One reason that fast adaptation with precise uncertainty is hard is that precise uncertainty is hard in general, especially for neural networks. Methods like MAML are based on the standard form of neural network learning — gradient descent on an empirical loss — and inherit all its problems with uncertainty. As Bayesians like to remind us, gradient descent on the empirical loss of a neural network is at best equivalent to choosing the best model in a family of models given by the neural network’s architecture.

Instead of distributing our credence over models in the family in proportion to their strength, we’re putting all of our confidence in one top model. While committing to a single model in this way can be acceptable within traditional Big Data settings, the complex uncertainty in few-shot learning is much less forgiving: In those settings, the large number of observations can force all plausible models to be practically similar. In few-shot learning, by contrast, the posterior over neural network models may well be a complex, multimodal distribution whose fine structure strongly influences the marginal likelihood of unseen data.

The general solution for deep learning under high uncertainty is to learn a Bayesian distribution over neural network models, known as a Bayesian Neural Network. Unfortunately, robust Bayesian Neural Networks can be very slow to train, which makes them a bad fit for agents on the go. This is especially unfortunate since the unique ability of BNNs to capture complex structures of uncertainty is just what agents learning on the go need most.

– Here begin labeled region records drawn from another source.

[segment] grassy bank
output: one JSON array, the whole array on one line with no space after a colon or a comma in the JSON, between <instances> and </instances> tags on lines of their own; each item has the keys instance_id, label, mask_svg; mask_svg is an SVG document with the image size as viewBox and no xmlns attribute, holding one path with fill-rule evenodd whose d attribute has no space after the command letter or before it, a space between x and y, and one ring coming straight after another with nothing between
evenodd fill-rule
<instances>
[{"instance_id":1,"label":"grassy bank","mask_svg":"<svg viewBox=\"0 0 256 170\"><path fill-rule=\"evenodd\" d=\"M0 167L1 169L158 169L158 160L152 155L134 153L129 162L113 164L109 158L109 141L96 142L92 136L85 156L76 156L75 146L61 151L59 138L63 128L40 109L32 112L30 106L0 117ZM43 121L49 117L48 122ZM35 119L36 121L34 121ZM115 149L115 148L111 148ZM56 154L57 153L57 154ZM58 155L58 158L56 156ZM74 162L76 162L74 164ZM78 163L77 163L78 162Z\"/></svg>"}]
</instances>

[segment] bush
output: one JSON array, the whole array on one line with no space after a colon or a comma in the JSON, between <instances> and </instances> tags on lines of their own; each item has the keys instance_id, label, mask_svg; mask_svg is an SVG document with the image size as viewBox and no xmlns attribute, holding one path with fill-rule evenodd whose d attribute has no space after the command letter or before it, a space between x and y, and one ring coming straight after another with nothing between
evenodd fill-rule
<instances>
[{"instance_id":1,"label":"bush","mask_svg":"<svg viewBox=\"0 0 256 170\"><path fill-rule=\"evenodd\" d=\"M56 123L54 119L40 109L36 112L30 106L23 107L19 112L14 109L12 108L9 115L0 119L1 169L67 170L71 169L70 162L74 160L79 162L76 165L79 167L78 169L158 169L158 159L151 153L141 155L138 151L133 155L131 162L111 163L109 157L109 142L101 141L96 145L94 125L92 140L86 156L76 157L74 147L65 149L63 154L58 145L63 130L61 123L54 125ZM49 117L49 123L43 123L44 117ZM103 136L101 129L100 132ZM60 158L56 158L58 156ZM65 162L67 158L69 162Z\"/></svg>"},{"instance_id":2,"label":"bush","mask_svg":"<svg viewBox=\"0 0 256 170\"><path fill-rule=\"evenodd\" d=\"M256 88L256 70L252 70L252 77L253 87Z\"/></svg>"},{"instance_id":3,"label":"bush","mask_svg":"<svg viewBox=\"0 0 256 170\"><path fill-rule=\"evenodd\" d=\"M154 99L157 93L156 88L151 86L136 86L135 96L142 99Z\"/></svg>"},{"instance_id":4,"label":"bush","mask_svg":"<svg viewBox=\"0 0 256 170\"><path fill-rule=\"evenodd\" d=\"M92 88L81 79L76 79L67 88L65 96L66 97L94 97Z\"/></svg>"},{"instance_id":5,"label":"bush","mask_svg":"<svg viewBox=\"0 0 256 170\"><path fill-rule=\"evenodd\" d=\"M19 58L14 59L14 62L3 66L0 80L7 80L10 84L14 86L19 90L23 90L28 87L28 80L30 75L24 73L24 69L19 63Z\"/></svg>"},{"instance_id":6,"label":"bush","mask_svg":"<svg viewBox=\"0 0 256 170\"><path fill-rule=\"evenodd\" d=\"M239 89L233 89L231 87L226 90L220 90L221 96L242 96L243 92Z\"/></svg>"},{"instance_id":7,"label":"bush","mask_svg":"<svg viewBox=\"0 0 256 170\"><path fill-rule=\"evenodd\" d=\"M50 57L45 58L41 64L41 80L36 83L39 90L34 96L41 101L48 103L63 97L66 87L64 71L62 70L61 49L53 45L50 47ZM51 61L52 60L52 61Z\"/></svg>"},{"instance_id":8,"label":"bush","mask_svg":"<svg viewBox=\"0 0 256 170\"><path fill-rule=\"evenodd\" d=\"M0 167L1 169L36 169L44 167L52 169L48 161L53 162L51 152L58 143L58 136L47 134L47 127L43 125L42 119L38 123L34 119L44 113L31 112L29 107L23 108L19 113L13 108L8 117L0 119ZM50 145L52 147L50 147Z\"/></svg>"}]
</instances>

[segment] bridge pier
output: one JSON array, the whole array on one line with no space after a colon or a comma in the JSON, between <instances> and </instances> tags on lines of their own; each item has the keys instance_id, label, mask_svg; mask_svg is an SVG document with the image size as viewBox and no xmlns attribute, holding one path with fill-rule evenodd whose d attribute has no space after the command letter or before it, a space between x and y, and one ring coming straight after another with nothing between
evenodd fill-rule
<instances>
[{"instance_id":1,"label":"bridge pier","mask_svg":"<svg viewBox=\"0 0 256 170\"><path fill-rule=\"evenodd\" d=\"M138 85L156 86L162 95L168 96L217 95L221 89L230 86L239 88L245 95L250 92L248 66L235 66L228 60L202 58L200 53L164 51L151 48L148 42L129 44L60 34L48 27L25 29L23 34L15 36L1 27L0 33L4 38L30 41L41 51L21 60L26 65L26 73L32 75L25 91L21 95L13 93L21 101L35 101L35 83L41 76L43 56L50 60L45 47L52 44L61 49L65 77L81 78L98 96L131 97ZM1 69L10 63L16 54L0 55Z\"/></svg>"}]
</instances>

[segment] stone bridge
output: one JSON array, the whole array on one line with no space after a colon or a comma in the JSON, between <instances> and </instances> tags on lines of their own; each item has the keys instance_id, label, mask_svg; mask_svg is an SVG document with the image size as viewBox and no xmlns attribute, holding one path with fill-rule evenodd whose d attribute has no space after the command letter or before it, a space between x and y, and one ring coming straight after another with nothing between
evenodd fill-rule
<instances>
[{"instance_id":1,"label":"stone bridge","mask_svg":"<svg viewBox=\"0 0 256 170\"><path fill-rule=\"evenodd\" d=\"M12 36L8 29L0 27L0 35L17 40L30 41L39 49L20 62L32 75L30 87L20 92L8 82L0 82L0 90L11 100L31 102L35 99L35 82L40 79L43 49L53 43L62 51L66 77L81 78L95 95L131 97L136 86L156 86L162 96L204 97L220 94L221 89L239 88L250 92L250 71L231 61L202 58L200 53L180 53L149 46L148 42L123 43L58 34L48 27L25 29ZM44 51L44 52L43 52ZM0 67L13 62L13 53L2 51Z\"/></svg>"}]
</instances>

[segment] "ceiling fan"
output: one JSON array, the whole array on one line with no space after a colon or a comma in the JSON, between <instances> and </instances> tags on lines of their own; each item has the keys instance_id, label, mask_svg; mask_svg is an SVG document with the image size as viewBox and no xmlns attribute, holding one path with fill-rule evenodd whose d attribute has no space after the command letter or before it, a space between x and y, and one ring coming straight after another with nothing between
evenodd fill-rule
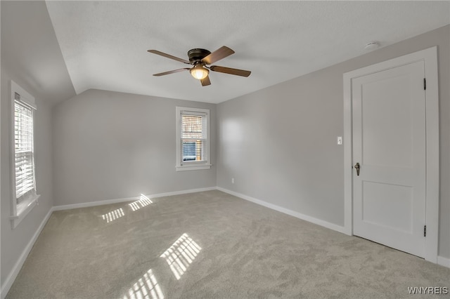
<instances>
[{"instance_id":1,"label":"ceiling fan","mask_svg":"<svg viewBox=\"0 0 450 299\"><path fill-rule=\"evenodd\" d=\"M179 72L183 72L188 70L191 72L191 74L194 78L200 80L202 86L206 86L211 84L208 74L210 70L212 72L218 72L220 73L230 74L237 76L248 77L251 72L245 71L243 69L233 69L231 67L219 67L218 65L207 66L207 65L211 65L216 61L225 58L227 56L234 53L234 51L223 46L215 51L211 53L205 49L194 48L188 51L188 57L189 60L185 59L179 58L178 57L172 56L172 55L166 54L165 53L160 52L157 50L148 50L150 53L153 54L160 55L161 56L166 57L167 58L173 59L176 61L186 63L186 65L193 65L192 67L184 67L182 69L174 69L173 71L164 72L162 73L154 74L153 76L165 76L169 74L177 73Z\"/></svg>"}]
</instances>

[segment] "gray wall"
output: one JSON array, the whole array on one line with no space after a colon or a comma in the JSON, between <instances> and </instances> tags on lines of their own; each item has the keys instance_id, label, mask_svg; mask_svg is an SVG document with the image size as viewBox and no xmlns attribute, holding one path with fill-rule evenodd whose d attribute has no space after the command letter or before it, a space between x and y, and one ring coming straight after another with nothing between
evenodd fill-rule
<instances>
[{"instance_id":1,"label":"gray wall","mask_svg":"<svg viewBox=\"0 0 450 299\"><path fill-rule=\"evenodd\" d=\"M75 95L59 44L44 1L4 1L1 6L1 278L3 288L26 246L32 240L53 203L51 105ZM20 21L18 21L20 20ZM9 220L11 96L14 80L36 98L35 167L39 198L14 230Z\"/></svg>"},{"instance_id":2,"label":"gray wall","mask_svg":"<svg viewBox=\"0 0 450 299\"><path fill-rule=\"evenodd\" d=\"M219 104L217 186L343 226L344 148L336 145L343 135L342 74L437 45L439 255L449 258L449 28Z\"/></svg>"},{"instance_id":3,"label":"gray wall","mask_svg":"<svg viewBox=\"0 0 450 299\"><path fill-rule=\"evenodd\" d=\"M175 107L210 109L209 170L176 171ZM89 90L55 106L55 205L216 186L216 105Z\"/></svg>"},{"instance_id":4,"label":"gray wall","mask_svg":"<svg viewBox=\"0 0 450 299\"><path fill-rule=\"evenodd\" d=\"M3 67L3 65L2 65ZM34 166L36 186L41 194L39 205L34 206L15 229L12 229L10 216L12 190L10 168L10 138L11 101L9 95L9 80L33 95L33 89L20 77L13 76L1 68L1 286L10 274L14 265L32 239L46 215L53 206L52 197L52 147L51 107L39 98L36 99L37 110L34 114Z\"/></svg>"}]
</instances>

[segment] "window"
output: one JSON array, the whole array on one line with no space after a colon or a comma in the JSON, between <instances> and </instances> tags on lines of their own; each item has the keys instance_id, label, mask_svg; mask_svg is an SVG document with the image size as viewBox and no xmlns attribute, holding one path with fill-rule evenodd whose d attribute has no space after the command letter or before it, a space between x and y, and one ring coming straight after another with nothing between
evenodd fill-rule
<instances>
[{"instance_id":1,"label":"window","mask_svg":"<svg viewBox=\"0 0 450 299\"><path fill-rule=\"evenodd\" d=\"M13 109L13 152L11 177L13 178L13 227L23 219L37 202L34 177L34 98L11 81Z\"/></svg>"},{"instance_id":2,"label":"window","mask_svg":"<svg viewBox=\"0 0 450 299\"><path fill-rule=\"evenodd\" d=\"M176 107L176 171L209 169L210 110Z\"/></svg>"}]
</instances>

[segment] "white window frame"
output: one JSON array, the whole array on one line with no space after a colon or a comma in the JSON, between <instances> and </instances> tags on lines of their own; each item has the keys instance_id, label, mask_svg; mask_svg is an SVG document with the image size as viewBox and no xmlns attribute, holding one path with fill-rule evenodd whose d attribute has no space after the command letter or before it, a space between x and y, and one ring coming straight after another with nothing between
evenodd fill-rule
<instances>
[{"instance_id":1,"label":"white window frame","mask_svg":"<svg viewBox=\"0 0 450 299\"><path fill-rule=\"evenodd\" d=\"M210 150L210 109L201 108L192 108L187 107L176 107L176 171L194 171L200 169L210 169L211 168L211 150ZM183 151L181 144L181 114L192 115L199 115L205 114L206 115L206 151L207 152L205 161L183 161Z\"/></svg>"},{"instance_id":2,"label":"white window frame","mask_svg":"<svg viewBox=\"0 0 450 299\"><path fill-rule=\"evenodd\" d=\"M33 161L34 160L34 150L35 146L35 118L34 110L37 109L34 98L28 93L25 89L19 86L13 81L11 81L11 226L15 228L18 224L25 218L25 217L31 211L31 210L37 204L40 195L37 192L36 183L36 166L33 164L33 173L34 175L34 192L22 199L18 204L15 191L15 117L14 113L15 102L18 102L20 105L29 107L32 110L33 114Z\"/></svg>"}]
</instances>

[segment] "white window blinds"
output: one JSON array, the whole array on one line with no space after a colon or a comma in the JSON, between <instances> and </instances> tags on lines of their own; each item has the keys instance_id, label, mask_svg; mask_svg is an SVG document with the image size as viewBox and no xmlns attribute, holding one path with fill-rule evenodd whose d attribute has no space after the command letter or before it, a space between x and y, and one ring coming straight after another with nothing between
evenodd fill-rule
<instances>
[{"instance_id":1,"label":"white window blinds","mask_svg":"<svg viewBox=\"0 0 450 299\"><path fill-rule=\"evenodd\" d=\"M15 98L18 100L20 97L16 94ZM14 102L15 198L18 204L27 196L36 194L33 108L22 101Z\"/></svg>"},{"instance_id":2,"label":"white window blinds","mask_svg":"<svg viewBox=\"0 0 450 299\"><path fill-rule=\"evenodd\" d=\"M182 163L207 161L206 113L181 111Z\"/></svg>"}]
</instances>

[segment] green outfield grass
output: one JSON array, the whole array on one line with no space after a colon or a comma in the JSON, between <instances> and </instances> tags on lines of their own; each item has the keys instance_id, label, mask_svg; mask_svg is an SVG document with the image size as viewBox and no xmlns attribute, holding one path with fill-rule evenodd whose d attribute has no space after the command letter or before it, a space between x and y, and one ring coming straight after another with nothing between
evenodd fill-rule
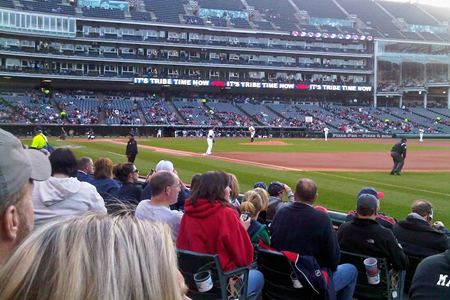
<instances>
[{"instance_id":1,"label":"green outfield grass","mask_svg":"<svg viewBox=\"0 0 450 300\"><path fill-rule=\"evenodd\" d=\"M275 140L275 139L271 139ZM280 140L280 139L276 139ZM127 140L124 139L124 142ZM139 145L149 145L170 149L178 149L197 153L204 153L206 140L196 138L149 138L138 139ZM249 142L249 139L216 139L213 152L357 152L357 151L386 151L389 152L393 143L377 144L372 142L361 143L343 140L307 140L307 139L283 139L289 146L249 146L240 145ZM105 142L82 141L75 142L50 140L51 144L60 146L72 146L77 157L89 156L94 161L100 157L109 157L115 163L125 162L125 146ZM31 140L25 140L30 144ZM445 143L450 145L450 143ZM450 151L450 147L429 147L423 145L408 145L408 151ZM351 155L351 154L349 154ZM403 219L409 212L411 204L418 199L426 199L435 207L435 220L441 220L450 226L450 188L447 172L407 172L402 176L390 176L388 172L328 172L328 171L276 171L262 167L242 165L228 161L210 159L208 157L182 157L163 153L156 153L148 149L139 149L136 166L141 175L146 175L161 159L168 159L185 182L190 182L195 173L203 173L210 170L224 170L234 173L240 183L241 192L253 188L257 181L267 184L278 180L295 188L300 178L313 179L318 186L319 199L316 205L325 206L330 210L348 212L354 209L356 196L361 188L372 186L385 193L381 199L381 211ZM363 162L362 162L363 163ZM449 163L449 162L445 162Z\"/></svg>"}]
</instances>

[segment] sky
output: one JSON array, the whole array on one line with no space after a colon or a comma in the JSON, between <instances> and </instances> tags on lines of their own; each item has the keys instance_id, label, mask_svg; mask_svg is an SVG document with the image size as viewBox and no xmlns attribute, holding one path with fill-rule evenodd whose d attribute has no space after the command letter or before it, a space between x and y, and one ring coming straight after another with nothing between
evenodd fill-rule
<instances>
[{"instance_id":1,"label":"sky","mask_svg":"<svg viewBox=\"0 0 450 300\"><path fill-rule=\"evenodd\" d=\"M411 2L410 0L389 0L389 1L395 1L395 2ZM415 2L417 0L413 0ZM427 4L427 5L435 5L435 6L446 6L450 7L450 1L449 0L418 0L421 4Z\"/></svg>"}]
</instances>

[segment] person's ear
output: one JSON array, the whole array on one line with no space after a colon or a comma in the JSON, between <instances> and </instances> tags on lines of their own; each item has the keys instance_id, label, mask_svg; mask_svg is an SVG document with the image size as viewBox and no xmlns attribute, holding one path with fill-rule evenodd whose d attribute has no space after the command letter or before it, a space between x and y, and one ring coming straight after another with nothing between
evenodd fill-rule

The central trick of our BMAML method is to use a variation on the MAML algorithm to accelerate a robust Bayesian Neural Network. We begin by noticing that an important recent algorithm for training a BNN, Stein Variational Gradient Descent, is theoretically compatible with gradient-based meta-training. By using a new meta-loss we call the chaser loss, BMAML applies gradient-based meta-training to directly optimize a BNN for fast descent towards the true posterior of a dataset.

We hope BMAML’s fast, precise few-shot inference can be an important step toward the goal of practical fast adaptation. At the moment, BMAML is still computationally demanding and requires ad-hoc tricks to reduce resource usage when working with datasets like ImageNet. We’re also still looking to fully understand how Stein Variational Gradient Descent scales, and whether we could meta-train additional hyperparemeters to optimize it further. In our future work, we’d like to properly streamline BMAML for the kind of rich, demanding datasets adaptive agents face out in the real world.

For now, BMAML is a proof of concept that fast adaptation really can have it all: it can be computationally fast, data efficient, and precise in handling uncertainty, all at the same time.